KOL KANAT GERİYORLAR...
12 Eylül 2010 tarihinde yapılan referandum öncesinde CHP, MHP ve BDP, koro halinde “Bunlar 12 Eylül müdahalesinden hesap soramaz, yalanların en büyüğü...” dedi... Şu anda yargı 12 Eylül müdahalesinin hesabını soruyor. Bugün utanmasalar, neredeyse 12 Eylül’e, onun faillerine sahip çıkacak, kol kanat gerecekler.
HAZMEDEMİYORLAR
PKK ve onun uzantısı olan BDP, her hadisede, her fırsatta hükümeti ve partimizi itham ediyor. Aynı şekilde MHP, hemen her olayda faturayı hükümete kesiyor. CHP, parmağına kıymık batsa hükümeti sorumlu tutuyor. Medyaya bakıyorsunuz, aynı tavır. Bunlar, en başta kendileri demokrasiyi özümseyemediler. Yargı kararıyla operasyon yapılır, hükümet eleştirilir. Tutuklama kararı verilir, hükümet eleştirilir. Bununla ilgili yasal düzenlemeler AK Parti döneminde mi yapıldı? Bizim hükümetimize kadar, yargı birilerinin arka bahçesi olmuş. İşte 12 Eylül’de millet buna son verdi, bunu hazmedemiyorlar.
ADETA MALKOÇOĞLU OLDU
Gerek CHP Genel Başkanı, gerek CHP grubu, fezlekeden bir kahraman çıkarmak için kumpanya düzenlediler. Silivri’ye tiyatro diyorlar. Tiyatro Silivri’de değil, tiyatro CHP grubunda. Bu son fezlekeden Kılıçdaroğlu’nun adeta Malkoçoğlu olup yeri göğü inletmeye çalıştığı fezlekeden önce tam 13 fezleke hazırlanmış... Bu son hazırlanan fezlekedeki suç isnatlarının benzerinden daha önce 4 tane hazırlanmış. Sayın Kılıçdaroğlu, bu fezlekelerden haberiniz yok muydu? O zaman neden kahraman kesilmediniz? Kılıçdaroğlu, bir fezlekeden yola çıkıp, ta darağacına kadar gidiyor. Böyle engin bir hayal dünyası... Bu ülkede CHP darağacına sadece ve sadece bir nedenden dolayı çıkmıştır; yağlı ipi masum insanların boynuna geçirmek için. Geçmişiniz bu. İstiklal mahkemelerine bakın, Üç Aliler Divanı’na bakın, Yassıada’ya bakın. Otomobil farıyla aydınlatılan sokak mahkemesinde idama mahkum edilen Seyit Rıza’ya bakın. Eğer taraflı yargı görmek istiyorsanız, CHP tarihinde bunu ziyadesiyle görürsünüz. Bütün grup hurra TBMM’ye yürüyor. Bunlar hukuk da bilmiyor. Hakkında fezleke olmadan dokunulmazlık kalkmaz ki. Açık hava tiyatrosu...

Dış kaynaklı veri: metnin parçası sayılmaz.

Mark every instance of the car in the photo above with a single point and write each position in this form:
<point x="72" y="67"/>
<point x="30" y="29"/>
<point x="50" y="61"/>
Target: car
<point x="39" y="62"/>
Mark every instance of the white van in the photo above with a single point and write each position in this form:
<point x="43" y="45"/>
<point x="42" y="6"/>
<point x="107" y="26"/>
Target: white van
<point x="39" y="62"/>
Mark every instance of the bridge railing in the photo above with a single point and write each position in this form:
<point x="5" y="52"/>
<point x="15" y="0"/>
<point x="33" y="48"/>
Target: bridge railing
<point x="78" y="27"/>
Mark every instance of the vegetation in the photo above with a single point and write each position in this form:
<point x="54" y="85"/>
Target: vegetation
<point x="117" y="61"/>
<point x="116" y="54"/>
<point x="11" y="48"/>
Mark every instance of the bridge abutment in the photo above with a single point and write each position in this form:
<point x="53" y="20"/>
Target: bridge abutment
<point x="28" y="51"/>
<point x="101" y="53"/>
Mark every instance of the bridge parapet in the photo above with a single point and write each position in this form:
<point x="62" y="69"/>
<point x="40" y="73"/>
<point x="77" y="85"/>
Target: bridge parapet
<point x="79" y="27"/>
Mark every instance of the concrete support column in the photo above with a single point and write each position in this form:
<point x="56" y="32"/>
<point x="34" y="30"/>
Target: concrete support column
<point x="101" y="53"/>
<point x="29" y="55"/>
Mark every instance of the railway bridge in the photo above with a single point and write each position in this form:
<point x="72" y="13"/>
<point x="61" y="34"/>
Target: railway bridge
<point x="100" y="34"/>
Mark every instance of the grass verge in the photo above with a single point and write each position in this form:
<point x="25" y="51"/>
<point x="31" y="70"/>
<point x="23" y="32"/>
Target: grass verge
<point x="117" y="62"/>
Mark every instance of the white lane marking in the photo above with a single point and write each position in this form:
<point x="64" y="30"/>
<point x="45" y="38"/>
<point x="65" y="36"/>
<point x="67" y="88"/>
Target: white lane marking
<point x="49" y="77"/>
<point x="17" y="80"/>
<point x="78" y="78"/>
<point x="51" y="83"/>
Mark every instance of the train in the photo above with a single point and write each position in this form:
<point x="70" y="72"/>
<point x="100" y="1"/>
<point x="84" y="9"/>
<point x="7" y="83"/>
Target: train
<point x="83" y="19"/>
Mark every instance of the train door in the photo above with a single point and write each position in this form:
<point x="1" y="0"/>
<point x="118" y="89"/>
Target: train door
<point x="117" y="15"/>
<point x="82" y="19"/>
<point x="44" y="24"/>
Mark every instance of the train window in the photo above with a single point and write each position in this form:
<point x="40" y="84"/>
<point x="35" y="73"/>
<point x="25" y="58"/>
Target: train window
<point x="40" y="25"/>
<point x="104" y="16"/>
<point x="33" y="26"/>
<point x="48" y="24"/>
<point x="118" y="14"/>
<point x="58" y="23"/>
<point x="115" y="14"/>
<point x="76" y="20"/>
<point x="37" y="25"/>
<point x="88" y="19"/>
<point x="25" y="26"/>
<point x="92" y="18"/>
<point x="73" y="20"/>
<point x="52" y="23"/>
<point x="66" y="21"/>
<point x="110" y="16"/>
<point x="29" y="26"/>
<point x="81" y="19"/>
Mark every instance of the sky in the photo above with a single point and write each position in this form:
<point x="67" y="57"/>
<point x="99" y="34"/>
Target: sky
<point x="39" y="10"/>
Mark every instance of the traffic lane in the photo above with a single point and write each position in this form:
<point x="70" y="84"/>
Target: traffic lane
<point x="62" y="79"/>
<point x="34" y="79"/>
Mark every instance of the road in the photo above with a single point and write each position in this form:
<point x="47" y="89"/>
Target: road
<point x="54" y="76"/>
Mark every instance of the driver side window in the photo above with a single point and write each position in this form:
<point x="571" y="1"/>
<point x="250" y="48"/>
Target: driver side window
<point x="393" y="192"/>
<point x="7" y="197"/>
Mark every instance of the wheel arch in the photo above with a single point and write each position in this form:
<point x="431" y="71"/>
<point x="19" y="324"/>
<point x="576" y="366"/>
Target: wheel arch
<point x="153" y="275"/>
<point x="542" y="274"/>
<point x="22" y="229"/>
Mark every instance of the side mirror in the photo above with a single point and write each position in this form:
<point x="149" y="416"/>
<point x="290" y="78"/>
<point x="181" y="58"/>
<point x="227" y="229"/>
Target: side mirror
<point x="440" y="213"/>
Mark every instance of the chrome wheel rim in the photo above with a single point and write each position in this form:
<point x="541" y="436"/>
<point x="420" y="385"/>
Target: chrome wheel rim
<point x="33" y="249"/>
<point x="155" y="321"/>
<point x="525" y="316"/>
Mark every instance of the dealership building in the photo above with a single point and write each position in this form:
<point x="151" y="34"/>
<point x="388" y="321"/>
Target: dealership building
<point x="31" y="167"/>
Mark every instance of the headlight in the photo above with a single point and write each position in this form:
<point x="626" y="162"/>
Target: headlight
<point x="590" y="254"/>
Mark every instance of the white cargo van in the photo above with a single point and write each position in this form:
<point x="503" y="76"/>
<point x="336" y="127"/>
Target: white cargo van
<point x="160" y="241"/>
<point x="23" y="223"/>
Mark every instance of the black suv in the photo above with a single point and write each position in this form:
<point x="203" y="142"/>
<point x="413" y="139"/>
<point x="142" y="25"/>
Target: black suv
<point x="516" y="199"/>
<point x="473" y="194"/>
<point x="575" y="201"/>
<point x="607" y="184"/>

19 Mayıs’ın eserlerine neden sahip çıkmadınız?
KOŞUYORUZ: Bazıları Ankara’yı, belli yıl dönümlerinde hatırlarken; bazıları marşlara, sloganlara hapsederken, biz Ankara’yı, bir dünya başkenti haline getiriyoruz. On yıllar boyunca bunlar ne dediler? ’Ankara’nın taşına bak, gözlerimin yaşına bak’... Bırakın bunları... Gazi Mustafa Kemal, Gazi Kemal, 19 Mayıs 1919’da Samsun’a çıktı, Anadolu’yu örgütledi. 27 Aralık 1919’da Ankara’ya geldi, meclisi açtı, Kurtuluş Savaşı’na başkumandanlık yaptı. 13 Ekim 1923’te Ankara’nın, meclis iradesiyle bu ülkenin başkenti olmasını sağladı. Peki siz bunun üzerine ne kattınız? Atatürk’ün Ankara’sına ne kazandırdınız, nerede bir eseriniz var, Allah aşkına gösterin... Şimdi çıkmışlar, bize 19 Mayıs törenleriyle ilgili ağız dolusu hakaretlerle yükleniyorlar. Kusura bakmayın beyler... 19 Mayıs’la, milli bayramlarla ilgili düzenlemeyi bizden önce yapmışlar. Biz yönergenin aslına uygun bir şekilde sadece uygulanmasını istedik. Bunu farklı yerlere çekmenin hiç anlamı yok. Sayın Kılıçdaroğlu, sayın Bahçeli... Siz 19 Mayıs törenlerini bu kadar severdiniz de, ya neden o Samsun’daki hatıralara bugüne kadar bir el atmadınız? Samsun’da 1989-1999 arasında CHP 10 yıl belediyeyi elinde tuttu. Neden oradaki eserleri onarmadınız, neden 19 Mayıs’ın izlerine sahip çıkmadınız? Sayın Bahçeli, bu ülkede başbakan yardımcılığı yaptınız, Samsun’da, Sarıkamış’ta, Çanakkale’de, Sakarya’da milli mücadelenin hatıralarını, şehitliklerimizi neden öyle metruk, öyle mahzun halde, kendi kaderlerine terk ettiniz?Biz Gazi Kemal’in işaret ettiği muasır medeniyetler seviyesine doğru yürümüyor, koşuyoruz. Ankara’dan Türkiye’ye artık yüksek hızlı trenlerle, saatte 250 kilometreyle adeta uçuyoruz.
Ha Perry ha Kılıçdaroğlu
NASIL GENEL BAŞKAN BU?: Böyle anamuhalefet partisi genel başkanı olur mu, nasıl genel başkan bu? Kendi ülkesinin, bu milletin çıkarlarını gözetmeyen, yurt dışında kendi ülkesini şikayet eden, ekonomiyi kötüleyen, karalayan bir anamuhalefet partisi genel başkanı olabilir mi? Maalesef Türkiye’de var... Brüksel’de, Avrupa Sosyalist Partiler Kongresi’nin panelinde konuşuyor ve aynen şu ifadeleri kullanıyor; ’Dünyada cari açıkta bir numarayız’. Doğruyu söylemediği gibi, bunu Brüksel’de yabancılara ifade ediyor. ’Hapisteki gazeteci sayımız Çin’den fazla, medya özgürlüğü yok’ diyor. Allah aşkına, Türkiye ile ilgili cahilce açıklamalar yapan, ABD Cumhuriyetçi başkan aday adayı Rick Perry ile bizim anamuhalefet partisi genel başkanı arasında ne fark var? Fark şu; birisi Teksas’ta yaşıyor, diğeri Ankara’da. Birisi Teksas’tan Türkiye’ye Fransız, diğeri Ankara’dan Türkiye’ye Fransız.